I just wanted to clarify a few more doubts regarding this. According to my study, the
Dependent variable is satisfaction of the respondent: Likert scale of 1 (very dissatisfied) to 5 (very satisfied). There are 23 IV’s (they have been valued on a scale of 1 to 4 in some case, 1 to 3 in others),

Some of the Independent variables are:

  1. V1: Preservation of form and built fabric:

qualitative valuation quantitative valuation descriptive valuation
(by respondents)

    Good                                      4                                Well maintained 
   Average                                  3                            Moderately maintained 
      Bad                                      2                                 Lightly maintained
    Worst                                     1                                    Not maintained
  1. V2:Environmental enhancement

    qualitative valuation quantitative valuation descriptive valuation

           Good                                 3                           Heritage buildings and its 
                                                                                 surroundings are well maintained
    
          Average                            2                            Heritage buildings are identifiable 
                                                                                     among new constructions
    
              Bad                               1                            Unable to identify the historic built 
                                                                              fabric due to complex constructions|
    

I had treated the variables as covariates while doing it in spss since they were turned into scale values. Is that the correct way, or should they be converted into dummy variables since they were categorical? , as i was not able to get a valid answer.

The output i received upon using them as covariates in OLR is as follows

Is this the right method? I am not able to find any data pertaining to the type of IV’s used in my case, which is why the query.
Sir, I was not able to understand the part regarding the global test of linearity also.

Thanking in advance

Use of indicator variables so as to not assume linearity would more than double the number of parameters to estimate. Unless your sample size is say > 1000 I wouldn’t do that.

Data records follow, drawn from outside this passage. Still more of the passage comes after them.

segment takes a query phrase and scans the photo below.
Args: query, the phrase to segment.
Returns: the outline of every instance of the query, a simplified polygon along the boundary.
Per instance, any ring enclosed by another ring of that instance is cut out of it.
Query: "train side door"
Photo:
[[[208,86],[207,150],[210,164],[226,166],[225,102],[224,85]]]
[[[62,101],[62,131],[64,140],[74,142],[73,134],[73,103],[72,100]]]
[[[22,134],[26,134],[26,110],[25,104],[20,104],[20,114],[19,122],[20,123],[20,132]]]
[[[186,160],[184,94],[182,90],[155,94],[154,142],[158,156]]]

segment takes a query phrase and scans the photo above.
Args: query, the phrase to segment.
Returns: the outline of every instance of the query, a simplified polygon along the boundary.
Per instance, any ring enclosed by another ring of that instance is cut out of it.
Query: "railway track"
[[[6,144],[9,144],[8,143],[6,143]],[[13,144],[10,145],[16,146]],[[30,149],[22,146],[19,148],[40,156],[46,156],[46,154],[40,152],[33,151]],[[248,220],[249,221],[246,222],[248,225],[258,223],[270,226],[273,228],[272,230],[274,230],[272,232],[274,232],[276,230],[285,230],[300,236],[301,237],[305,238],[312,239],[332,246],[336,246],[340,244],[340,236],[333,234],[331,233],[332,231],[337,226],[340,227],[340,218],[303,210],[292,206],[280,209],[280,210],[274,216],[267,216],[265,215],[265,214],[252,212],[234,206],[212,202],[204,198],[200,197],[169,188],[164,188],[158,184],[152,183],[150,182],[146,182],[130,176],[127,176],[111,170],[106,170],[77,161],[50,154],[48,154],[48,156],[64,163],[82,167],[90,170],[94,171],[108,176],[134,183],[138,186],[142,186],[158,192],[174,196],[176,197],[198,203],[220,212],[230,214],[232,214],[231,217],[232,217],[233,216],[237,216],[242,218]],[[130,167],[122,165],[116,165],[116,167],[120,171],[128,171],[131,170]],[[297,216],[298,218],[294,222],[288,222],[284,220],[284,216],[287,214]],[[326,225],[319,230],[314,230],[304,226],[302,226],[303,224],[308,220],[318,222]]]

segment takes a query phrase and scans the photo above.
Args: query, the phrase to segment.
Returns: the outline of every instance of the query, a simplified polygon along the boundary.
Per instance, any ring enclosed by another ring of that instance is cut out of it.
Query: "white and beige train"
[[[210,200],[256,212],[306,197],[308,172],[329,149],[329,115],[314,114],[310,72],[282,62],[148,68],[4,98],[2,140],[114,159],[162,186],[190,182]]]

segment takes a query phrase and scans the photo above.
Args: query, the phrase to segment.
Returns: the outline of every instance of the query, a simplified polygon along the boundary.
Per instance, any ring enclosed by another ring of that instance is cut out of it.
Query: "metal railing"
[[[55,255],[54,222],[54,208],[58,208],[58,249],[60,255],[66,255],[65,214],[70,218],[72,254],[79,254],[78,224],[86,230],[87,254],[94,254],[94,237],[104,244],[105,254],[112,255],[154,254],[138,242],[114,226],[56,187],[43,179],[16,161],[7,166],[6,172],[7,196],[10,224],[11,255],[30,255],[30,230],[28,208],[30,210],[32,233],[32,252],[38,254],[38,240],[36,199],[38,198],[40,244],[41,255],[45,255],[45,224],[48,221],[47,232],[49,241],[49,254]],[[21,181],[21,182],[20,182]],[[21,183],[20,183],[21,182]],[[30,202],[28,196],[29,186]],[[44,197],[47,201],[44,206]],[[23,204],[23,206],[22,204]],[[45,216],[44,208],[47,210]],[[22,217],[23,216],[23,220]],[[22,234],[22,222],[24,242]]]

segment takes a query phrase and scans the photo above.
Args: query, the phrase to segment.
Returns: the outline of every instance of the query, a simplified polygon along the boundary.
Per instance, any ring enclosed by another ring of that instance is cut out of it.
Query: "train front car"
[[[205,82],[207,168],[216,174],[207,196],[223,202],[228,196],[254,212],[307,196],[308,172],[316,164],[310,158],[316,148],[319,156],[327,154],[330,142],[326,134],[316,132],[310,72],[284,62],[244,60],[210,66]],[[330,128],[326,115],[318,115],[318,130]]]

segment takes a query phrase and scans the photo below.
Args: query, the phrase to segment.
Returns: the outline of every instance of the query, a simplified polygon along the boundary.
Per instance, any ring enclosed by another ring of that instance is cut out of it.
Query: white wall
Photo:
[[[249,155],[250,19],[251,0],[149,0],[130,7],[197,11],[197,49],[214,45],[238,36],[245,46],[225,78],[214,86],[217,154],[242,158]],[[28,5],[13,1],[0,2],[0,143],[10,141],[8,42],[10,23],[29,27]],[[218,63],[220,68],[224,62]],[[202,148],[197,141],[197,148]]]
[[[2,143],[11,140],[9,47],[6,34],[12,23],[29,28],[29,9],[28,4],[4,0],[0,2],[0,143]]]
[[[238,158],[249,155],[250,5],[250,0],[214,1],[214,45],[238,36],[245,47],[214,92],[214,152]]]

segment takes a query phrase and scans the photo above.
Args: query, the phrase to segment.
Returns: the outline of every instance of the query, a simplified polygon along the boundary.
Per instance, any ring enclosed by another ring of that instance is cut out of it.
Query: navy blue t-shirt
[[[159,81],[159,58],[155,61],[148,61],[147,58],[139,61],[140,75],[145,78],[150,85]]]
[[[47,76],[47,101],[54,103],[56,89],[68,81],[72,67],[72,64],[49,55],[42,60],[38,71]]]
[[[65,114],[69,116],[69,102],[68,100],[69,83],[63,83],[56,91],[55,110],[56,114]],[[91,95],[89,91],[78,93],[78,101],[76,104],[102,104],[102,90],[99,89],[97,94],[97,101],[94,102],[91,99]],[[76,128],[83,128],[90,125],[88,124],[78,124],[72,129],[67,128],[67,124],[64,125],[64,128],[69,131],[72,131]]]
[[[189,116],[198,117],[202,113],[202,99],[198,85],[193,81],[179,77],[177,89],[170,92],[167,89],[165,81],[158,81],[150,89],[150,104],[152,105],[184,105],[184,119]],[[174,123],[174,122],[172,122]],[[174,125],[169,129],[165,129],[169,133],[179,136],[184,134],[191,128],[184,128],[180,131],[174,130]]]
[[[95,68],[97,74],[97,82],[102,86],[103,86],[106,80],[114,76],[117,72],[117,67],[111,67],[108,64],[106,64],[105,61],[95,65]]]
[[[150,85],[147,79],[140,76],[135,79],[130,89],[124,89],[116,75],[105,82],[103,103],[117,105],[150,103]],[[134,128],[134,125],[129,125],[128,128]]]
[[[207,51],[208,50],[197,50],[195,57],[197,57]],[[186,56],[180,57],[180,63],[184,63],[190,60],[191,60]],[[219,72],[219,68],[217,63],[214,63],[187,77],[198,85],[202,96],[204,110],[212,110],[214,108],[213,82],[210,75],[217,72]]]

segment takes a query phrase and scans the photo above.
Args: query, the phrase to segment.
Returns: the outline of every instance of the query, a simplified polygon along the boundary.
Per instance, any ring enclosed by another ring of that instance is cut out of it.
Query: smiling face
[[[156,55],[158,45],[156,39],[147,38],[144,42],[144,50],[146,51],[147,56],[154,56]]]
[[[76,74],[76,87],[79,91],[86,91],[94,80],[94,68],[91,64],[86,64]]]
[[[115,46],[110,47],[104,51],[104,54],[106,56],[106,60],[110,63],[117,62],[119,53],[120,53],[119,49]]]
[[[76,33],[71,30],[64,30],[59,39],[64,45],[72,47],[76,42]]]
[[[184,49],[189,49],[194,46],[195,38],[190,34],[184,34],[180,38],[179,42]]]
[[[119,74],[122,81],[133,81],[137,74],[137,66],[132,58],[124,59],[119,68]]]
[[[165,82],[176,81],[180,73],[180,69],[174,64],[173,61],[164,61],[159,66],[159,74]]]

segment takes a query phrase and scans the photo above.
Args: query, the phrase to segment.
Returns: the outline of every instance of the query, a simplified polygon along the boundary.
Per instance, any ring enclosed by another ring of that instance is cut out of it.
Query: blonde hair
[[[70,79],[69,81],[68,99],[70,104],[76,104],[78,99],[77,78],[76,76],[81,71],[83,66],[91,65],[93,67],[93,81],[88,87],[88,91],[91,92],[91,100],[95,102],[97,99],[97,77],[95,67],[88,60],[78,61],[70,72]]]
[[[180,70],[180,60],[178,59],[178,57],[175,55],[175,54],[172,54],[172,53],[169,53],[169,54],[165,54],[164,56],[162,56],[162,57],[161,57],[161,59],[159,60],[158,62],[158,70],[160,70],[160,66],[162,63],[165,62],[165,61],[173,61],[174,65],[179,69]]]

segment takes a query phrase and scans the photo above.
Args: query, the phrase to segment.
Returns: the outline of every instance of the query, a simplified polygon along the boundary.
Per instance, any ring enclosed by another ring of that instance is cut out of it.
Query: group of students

I am analyzing chemicals data that is continuous and extremely skewed(heavy right tail). Not normal. Some folks suggested doing Quantile regression but what I understand is that Quantile regression is inefficient. So should I propose to my group members that we look into Ordinal Multinomial regression and not Quantile regression?

Quantile regression is good if N is very large and if there are very few ties in the data and no detection limits. Multinomial is the opposite of ordinal. Multinomial means that the ordering of Y values is not used. Ordinal regression works great for continuous Y and for Y having lots of ties, and it can handle single detection limits.

1 Like

Perfect. Thanks Frank.

Hi Prof Harrell,

I’m going through the PO Markov example for dataset 1 (not assuming PO for treatment, no treatment*time interaction), and the estimate for ‘treat:1’ is labelled as the transition odds ratio for recovery. Just wondering if this was a typo because the recovered state is y=0 (recovered), not y=1 (alive, not recovered). Shouldn’t it be the transition odds ratio for “alive but not recovered” when we look at ‘treat:1’?

Many thanks.

You’re probably correct.

1 Like

What makes the above example using dataset 1 a Markov model? This example did not seem to include a variable for Previous State. The other Markov models (from COVID-19) that you developed have a variable for Previous State, and this makes it a first-order Markov model. Sorry, I’m quite new to Markov models and am hoping to understand the different ways of applying it. Many thanks.